Movie review: DC's 'Wonder Woman' one giant leap for womankind, if only a small step for the genre
Warner Bros. Pictures, 2017.

The greatest wonder of all in regards to the new "Wonder Woman" (opening today), is how it took this long to finally bring a female superhero to the forefront of a comic book movie. Thus far, it's been a man's world when it comes to superhero films, but DC finally delivers a proud, strong, female character (helped out by a strong, talented female lead) in their second "DC Universe" film (following the poorly received "Batman v Superman: Dawn of Justice" last year). The problem is that other than the gender reversal, "Wonder Woman" does little else that feels fresh, and the hokey backstory dealing with Greek Gods and Goddesses feels implausible when you consider that it is supposed to exist in the same space as Gotham City.
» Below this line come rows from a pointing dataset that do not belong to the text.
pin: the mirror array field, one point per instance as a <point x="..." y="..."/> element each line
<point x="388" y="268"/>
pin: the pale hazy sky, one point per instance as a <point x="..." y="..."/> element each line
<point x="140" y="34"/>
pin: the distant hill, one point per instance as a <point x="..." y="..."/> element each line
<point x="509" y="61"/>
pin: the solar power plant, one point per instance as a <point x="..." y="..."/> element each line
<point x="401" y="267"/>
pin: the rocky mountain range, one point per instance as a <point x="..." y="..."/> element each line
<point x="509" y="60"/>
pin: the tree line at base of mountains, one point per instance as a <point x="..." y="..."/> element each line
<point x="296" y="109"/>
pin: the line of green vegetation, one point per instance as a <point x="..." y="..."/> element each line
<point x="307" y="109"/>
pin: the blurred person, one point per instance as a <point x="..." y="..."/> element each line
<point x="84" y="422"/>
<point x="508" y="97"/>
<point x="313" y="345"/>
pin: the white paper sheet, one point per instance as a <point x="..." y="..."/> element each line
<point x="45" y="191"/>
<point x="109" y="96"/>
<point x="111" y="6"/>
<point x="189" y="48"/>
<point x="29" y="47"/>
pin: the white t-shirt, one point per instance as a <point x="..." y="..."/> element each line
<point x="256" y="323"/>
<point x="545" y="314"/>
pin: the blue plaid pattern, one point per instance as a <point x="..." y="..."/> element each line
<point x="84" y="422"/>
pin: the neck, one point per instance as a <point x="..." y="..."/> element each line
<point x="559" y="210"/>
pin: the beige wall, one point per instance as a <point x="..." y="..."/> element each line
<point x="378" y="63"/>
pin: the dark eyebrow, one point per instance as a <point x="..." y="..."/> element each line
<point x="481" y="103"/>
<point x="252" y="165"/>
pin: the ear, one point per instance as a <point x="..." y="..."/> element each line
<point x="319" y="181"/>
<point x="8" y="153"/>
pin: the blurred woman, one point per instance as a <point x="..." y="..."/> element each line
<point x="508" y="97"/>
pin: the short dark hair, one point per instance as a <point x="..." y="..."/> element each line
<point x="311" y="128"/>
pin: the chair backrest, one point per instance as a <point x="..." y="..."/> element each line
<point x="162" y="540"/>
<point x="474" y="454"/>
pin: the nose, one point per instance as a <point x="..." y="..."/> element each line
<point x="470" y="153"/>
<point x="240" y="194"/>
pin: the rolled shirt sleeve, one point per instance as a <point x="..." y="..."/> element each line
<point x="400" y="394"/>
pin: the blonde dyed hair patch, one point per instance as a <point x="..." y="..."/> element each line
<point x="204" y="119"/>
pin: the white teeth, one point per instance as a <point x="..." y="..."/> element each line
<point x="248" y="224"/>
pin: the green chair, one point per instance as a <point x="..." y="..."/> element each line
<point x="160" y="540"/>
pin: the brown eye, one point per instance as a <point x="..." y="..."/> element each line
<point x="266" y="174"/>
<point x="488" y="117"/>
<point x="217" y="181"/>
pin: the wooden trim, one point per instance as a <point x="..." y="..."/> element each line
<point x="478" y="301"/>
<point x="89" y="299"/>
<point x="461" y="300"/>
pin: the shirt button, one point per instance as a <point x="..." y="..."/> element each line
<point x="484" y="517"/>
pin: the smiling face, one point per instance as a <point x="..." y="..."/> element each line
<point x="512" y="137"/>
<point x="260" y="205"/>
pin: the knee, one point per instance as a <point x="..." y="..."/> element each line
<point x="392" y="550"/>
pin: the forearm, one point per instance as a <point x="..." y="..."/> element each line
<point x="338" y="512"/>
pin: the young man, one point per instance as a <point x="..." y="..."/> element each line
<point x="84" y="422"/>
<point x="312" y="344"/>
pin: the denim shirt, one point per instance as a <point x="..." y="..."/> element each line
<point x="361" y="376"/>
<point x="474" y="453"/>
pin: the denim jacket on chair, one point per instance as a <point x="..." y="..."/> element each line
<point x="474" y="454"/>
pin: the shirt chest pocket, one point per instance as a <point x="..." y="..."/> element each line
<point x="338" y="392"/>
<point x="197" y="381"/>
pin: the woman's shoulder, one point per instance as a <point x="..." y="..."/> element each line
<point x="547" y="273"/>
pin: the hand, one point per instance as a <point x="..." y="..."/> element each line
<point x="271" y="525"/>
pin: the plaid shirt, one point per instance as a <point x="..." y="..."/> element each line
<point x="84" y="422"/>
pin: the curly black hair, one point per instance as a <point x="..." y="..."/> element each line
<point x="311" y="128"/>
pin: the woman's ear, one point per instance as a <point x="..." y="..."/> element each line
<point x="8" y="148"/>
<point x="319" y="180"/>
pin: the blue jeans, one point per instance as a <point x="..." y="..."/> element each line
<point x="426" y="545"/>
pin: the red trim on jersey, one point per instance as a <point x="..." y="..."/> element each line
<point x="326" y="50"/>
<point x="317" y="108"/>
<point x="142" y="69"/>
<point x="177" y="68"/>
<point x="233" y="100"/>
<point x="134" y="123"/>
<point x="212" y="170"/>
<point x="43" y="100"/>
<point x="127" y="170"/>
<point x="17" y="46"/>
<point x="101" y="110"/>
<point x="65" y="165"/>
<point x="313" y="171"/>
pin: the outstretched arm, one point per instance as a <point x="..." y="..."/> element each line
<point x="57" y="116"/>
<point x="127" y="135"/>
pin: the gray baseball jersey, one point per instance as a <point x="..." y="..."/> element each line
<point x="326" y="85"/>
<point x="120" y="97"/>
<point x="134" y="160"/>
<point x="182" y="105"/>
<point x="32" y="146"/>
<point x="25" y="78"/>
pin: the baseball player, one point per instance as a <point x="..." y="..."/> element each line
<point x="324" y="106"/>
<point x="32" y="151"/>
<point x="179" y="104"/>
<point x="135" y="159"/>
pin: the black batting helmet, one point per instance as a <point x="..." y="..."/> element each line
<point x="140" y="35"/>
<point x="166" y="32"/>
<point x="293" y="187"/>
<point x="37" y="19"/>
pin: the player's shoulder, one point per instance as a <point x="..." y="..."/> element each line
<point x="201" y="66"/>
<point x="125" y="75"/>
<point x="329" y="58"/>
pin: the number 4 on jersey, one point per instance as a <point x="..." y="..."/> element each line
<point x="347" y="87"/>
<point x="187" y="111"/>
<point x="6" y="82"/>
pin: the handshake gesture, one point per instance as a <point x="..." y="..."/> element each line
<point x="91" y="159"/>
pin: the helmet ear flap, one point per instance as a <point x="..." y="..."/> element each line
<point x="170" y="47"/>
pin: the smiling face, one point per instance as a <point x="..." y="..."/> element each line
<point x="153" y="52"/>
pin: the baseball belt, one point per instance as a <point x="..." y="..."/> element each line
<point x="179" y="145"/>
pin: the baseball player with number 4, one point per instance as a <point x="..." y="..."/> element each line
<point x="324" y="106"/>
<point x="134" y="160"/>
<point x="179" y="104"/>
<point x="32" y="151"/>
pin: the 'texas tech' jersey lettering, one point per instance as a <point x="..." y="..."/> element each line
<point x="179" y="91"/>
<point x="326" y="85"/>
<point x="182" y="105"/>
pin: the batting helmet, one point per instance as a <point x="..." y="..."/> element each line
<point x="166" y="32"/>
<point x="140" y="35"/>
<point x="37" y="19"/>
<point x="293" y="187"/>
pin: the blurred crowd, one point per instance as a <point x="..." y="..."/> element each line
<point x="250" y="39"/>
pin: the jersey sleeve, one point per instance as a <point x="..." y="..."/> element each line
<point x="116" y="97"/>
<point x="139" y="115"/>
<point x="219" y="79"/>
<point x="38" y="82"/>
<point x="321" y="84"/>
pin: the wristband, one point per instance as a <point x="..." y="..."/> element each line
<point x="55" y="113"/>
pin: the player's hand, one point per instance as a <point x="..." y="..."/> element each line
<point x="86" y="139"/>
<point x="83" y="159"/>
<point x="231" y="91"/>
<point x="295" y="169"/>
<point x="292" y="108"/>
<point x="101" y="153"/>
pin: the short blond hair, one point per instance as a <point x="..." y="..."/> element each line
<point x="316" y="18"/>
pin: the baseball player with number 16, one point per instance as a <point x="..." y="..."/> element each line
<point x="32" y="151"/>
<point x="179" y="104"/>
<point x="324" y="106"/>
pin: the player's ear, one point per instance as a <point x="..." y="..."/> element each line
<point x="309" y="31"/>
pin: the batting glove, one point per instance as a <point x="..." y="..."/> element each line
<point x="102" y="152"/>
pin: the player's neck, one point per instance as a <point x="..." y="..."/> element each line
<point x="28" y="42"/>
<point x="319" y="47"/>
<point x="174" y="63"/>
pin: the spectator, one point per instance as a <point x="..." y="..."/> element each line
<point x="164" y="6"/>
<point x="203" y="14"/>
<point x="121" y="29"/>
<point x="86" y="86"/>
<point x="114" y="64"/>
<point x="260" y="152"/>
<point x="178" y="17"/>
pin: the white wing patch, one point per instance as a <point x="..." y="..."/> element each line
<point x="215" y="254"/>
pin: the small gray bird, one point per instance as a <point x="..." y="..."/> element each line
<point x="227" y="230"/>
But wow, Gal Gadot. An absolutely stunning beauty, the Israeli actress was always a stand-out in the "Fast & Furious" movies (and our impressive first look at her as Wonder Woman in "Batman v Superman" was one of the few things critics could agree on). But here, Gadot proves to be an A-List star, and good enough of an actress to carry a major blockbuster. Her unmistakable accent is covered up in the movie by giving all of the Amazonian women similar accents, adding to the exotic origins of our heroine. She is some kind of rare specimen, that's for sure. And as Diana (aka Wonder Woman), she will surely be an inspiring role model for young girls, and will captivate the minds of young boys as well.

The good news is that Diana is an excellent superhero. Chris Pine plays her love interest, Steve Trevor, a spy for the Allied forces in Germany who crash-lands on Diana's magically hidden island during WWII. Yes, the film is set during the 1940s, because the entire thing is structured as a flashback...the "modern-day" Diana that we saw in "Batman v Superman" receives an old, worn-out photograph from Bruce Wayne (who is not seen in this film), showing Diana alongside Trevor and others. She glances at it, and it takes her (and us) back in time. This allows us to understand where Diana came from and what her relationship was with this man, but after meeting her in the last film, I would have much rather spent time with her in the present. Oh well. It looks like we'll have to wait for the "Justice League" film for any continuation of her character.

As the story goes, Diana is a direct descendant of Zeus, who had created an all-female race of warriors to influence the minds of mankind. Ares, the God of War, is the villain here...he goes against Zeus and vows to destroy the human race, or more specifically, to allow them to destroy themselves. Diana isn't told that she's a Goddess, although that might have been a helpful tidbit in her growth and training. Once Trevor crash lands, she journeys outside the magic bubble around her home-world, and smack-dab into the middle of the war.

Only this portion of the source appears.